C.B. Cates, commanding officer, First Marines wrote: "These four men (Cogswell and his teammates), rather than withdraw toward the rear, as was warranted by their line of duty, took positions on the front lines and with those Marines already entrenched there, engaged in a furious hand-to-hand conflict with the enemy and drove them back ... In performing this, above and beyond their line of duty, these men acted with extraordinary heroism ..."

Cates was recommending Cogswell and the others be awarded the Navy Cross.

The actions also resulted in a recommendation for a meritorious and promotion from the rank of corporal to sergeant.

Admiral W.F. Halsey, the commander of the South Pacific Area and South Pacific Force, signed the letter awarding Cogswell a Silver Star.

Later, for the same efforts, he also received a Purple Heart, the Presidential Unit Citation ribbon and bar, an American Campaign Medal, an Asiatic-Pacific Campaign Medal with three bronze stars and a Victory Medal for World War II.

Cogswell and his wounded team members continued to fight until they were removed to the rear and then evacuated to a cargo ship. As he was being lifted aboard the ship, it started to leave to avoid a torpedo that had been fired by a Japanese submarine.
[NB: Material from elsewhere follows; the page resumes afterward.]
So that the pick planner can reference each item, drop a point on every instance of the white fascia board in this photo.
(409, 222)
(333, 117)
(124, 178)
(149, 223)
Eventually, Cogswell was hospitalized, but when he recovered he was sent back to Guadalcanal, then to Brisbane, Australia and then on to Melbourne, where he spent seven months before his next assignment.

In time, he was sent home and in July 1944 he and his wife, Roberta were married and took up residence at Camp Lejeune.

"I had to pass a test before we could get post housing," Roberta said. She passed it with the highest score ever awarded and went to work as a secretary for the base housing office.

The Cogswells' son, Brent, was born while they were at Camp Lejeune. The military made it into his blood. He retired as a major from the U.S. Air Force. The couple also has a daughter, Roberta. The couple has been in Payson for 28 years and resided in Arizona since the mid-1950s. Their children both live in the East.

Tobe Cogswell will soon be 90. He seems much younger. He is still active and a member of the local Marine Corps League #928.

"I enjoyed the war," he said. Roberta scolded him and he added, "It was a great adventure. I wasn't ever really worried about dying. I knew it would be the other guy, not me."